The crash dumps show that there are two slightly different crashes. One seems to be linked to each of the NIC drivers, bce and em. The bits of the crash dumps that led me to think this are given below - they show the bit at the end, showing the nature of the crash followed by the bit that matches the frame pointer of the trap.

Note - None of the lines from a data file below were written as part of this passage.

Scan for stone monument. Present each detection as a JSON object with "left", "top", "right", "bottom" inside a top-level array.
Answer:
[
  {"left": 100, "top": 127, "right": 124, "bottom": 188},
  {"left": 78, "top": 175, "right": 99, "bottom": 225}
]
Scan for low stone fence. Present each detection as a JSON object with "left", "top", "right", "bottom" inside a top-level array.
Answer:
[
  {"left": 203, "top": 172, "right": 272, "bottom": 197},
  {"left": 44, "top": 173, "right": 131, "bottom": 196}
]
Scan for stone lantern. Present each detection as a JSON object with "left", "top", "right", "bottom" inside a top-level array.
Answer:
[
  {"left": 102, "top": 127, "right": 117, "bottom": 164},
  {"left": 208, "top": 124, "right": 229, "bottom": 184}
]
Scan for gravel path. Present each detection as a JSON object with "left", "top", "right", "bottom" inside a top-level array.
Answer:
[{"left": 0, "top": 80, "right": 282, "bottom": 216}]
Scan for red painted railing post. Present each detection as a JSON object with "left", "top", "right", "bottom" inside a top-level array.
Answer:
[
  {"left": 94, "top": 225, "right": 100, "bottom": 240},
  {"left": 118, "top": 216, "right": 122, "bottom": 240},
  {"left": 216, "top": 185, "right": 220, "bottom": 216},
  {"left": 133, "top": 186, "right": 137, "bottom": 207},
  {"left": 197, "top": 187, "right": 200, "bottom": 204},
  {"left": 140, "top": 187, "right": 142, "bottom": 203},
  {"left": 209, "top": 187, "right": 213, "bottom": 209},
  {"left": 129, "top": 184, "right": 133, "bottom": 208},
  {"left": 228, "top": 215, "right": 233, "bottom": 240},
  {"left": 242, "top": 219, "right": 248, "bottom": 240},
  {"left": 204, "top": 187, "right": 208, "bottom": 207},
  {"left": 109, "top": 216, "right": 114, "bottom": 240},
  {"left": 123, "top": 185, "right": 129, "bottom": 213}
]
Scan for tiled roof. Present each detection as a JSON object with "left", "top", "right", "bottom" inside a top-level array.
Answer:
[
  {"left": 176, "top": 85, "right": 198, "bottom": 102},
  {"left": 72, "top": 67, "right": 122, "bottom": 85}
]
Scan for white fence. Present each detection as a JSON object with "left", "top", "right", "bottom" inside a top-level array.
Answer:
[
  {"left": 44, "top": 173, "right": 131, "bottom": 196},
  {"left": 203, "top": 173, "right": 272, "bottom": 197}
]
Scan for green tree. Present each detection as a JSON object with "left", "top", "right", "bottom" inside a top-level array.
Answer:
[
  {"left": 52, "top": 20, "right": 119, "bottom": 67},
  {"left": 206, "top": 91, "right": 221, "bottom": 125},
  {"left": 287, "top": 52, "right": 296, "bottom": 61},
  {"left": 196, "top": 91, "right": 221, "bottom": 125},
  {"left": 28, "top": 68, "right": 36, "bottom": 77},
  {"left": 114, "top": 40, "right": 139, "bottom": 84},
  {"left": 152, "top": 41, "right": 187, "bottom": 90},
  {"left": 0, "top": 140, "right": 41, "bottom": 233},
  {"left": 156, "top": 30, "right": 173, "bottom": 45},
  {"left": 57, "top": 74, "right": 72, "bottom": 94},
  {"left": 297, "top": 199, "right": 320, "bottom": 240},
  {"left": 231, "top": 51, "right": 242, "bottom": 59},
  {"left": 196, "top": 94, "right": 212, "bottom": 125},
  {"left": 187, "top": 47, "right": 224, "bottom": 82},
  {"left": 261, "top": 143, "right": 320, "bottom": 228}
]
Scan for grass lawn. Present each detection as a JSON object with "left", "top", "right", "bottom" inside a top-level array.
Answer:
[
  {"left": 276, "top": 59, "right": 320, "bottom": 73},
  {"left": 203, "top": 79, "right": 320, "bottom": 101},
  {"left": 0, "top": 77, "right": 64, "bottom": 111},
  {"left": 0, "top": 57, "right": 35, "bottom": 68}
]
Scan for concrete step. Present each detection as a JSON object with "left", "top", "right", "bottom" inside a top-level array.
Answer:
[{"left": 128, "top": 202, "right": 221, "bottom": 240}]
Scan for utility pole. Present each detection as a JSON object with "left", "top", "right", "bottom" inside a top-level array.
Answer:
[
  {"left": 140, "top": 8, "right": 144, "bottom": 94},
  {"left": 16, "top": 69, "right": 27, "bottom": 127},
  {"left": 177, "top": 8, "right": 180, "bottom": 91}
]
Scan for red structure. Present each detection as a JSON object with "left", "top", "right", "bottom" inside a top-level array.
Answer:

This is extracted from one of the crash dumps associated with the em driver
Fatal trap 9: general protection fault while in kernel mode cpuid = 1; apic id = 22 instruction pointer = 0x20:0xffffffff80b2ee60 stack pointer = 0x28:0xfffffe009f7dd680 frame pointer = 0x28:0xfffffe009f7dd6a0 code segment = base 0x0, limit 0xfffff, type 0x1b = DPL 0, pres 1, long 1, def32 0, gran 1 processor eflags = interrupt enabled, resume, IOPL = 0 current process = 0 (em0 que) version.txt06000027512663341510 7620 ustarrootwheelFreeBSD 10.1-RELEASE-p25 #0 c39b63e(releng/10.1)-dirty: Mon Dec 21 15:20:13 CST 2015 root@pfs22-amd64-builder:/usr/obj.RELENG_2_2.amd64/usr/pfSensesrc/src.RELENG_2_2/sys/pfSense_SMP.10 ... db:0:kdb.enter.default> bt Tracing pid 0 tid 100064 td 0xfffff800038b5920 m_freem() at m_freem+0x20/frame 0xfffffe009f7dd6a0 carp_input_c() at carp_input_c+0x24b/frame 0xfffffe009f7dd7a0 ip_input() at ip_input+0x118/frame 0xfffffe009f7dd7f0 netisr_dispatch_src() at netisr_dispatch_src+0x62/frame 0xfffffe009f7dd860 ether_demux() at ether_demux+0x149/frame 0xfffffe009f7dd890 ether_nh_input() at ether_nh_input+0x347/frame 0xfffffe009f7dd8f0 netisr_dispatch_src() at netisr_dispatch_src+0x62/frame 0xfffffe009f7dd960 ether_demux() at ether_demux+0xa5/frame 0xfffffe009f7dd990 ether_nh_input() at ether_nh_input+0x347/frame 0xfffffe009f7dd9f0 netisr_dispatch_src() at netisr_dispatch_src+0x62/frame 0xfffffe009f7dda60 em_rxeof() at em_rxeof+0x40a/frame 0xfffffe009f7ddaf0 em_handle_que() at em_handle_que+0x41/frame 0xfffffe009f7ddb30 taskqueue_run_locked() at taskqueue_run_locked+0xe5/frame 0xfffffe009f7ddb80 taskqueue_thread_loop() at taskqueue_thread_loop+0xa8/frame 0xfffffe009f7ddbb0 fork_exit() at fork_exit+0x9a/frame 0xfffffe009f7ddbf0 fork_trampoline() at fork_trampoline+0xe/frame 0xfffffe009f7ddbf0 --- trap 0, rip = 0, rsp = 0xfffffe009f7ddcb0, rbp = 0 ---
This is extracted from one of the crash dumps associated with the bce driver:
Fatal trap 9: general protection fault while in kernel mode cpuid = 0; apic id = 20 instruction pointer = 0x20:0xffffffff80b30a53 stack pointer = 0x28:0xfffffe009f7d0a60 frame pointer = 0x28:0xfffffe009f7d0a90 code segment = base 0x0, limit 0xfffff, type 0x1b = DPL 0, pres 1, long 1, def32 0, gran 1 processor eflags = interrupt enabled, resume, IOPL = 0 current process = 12 (irq259: bce3) ... db:0:kdb.enter.default> bt Tracing pid 12 tid 100063 td 0xfffff800037a2000 m_cat() at m_cat+0x13/frame 0xfffffe009f7d0a90 bce_intr() at bce_intr+0x4f9/frame 0xfffffe009f7d0b20 intr_event_execute_handlers() at intr_event_execute_handlers+0xab/frame 0xfffffe009f7d0b60 ithread_loop() at ithread_loop+0x96/frame 0xfffffe009f7d0bb0 fork_exit() at fork_exit+0x9a/frame 0xfffffe009f7d0bf0 fork_trampoline() at fork_trampoline+0xe/frame 0xfffffe009f7d0bf0 --- trap 0, rip = 0, rsp = 0xfffffe009f7d0cb0, rbp = 0 --- db:0:kdb.enter.default> ps pid ppid pgrp uid state wmesg wchan cmd ... 12 0 0 0 RL (threaded) [intr]
The iDRAC console on the crashing server shows that all of its health checks are good.
I am puzzled as to what could have changed to cause this sort of failure only on the idle server.
Any ideas?
-
Using limiters? Can't combine pfsync and limiters in 2.2.x and newer.
-
Thanks very much cmb. I do have a limiter configured. I'll disable it and report back.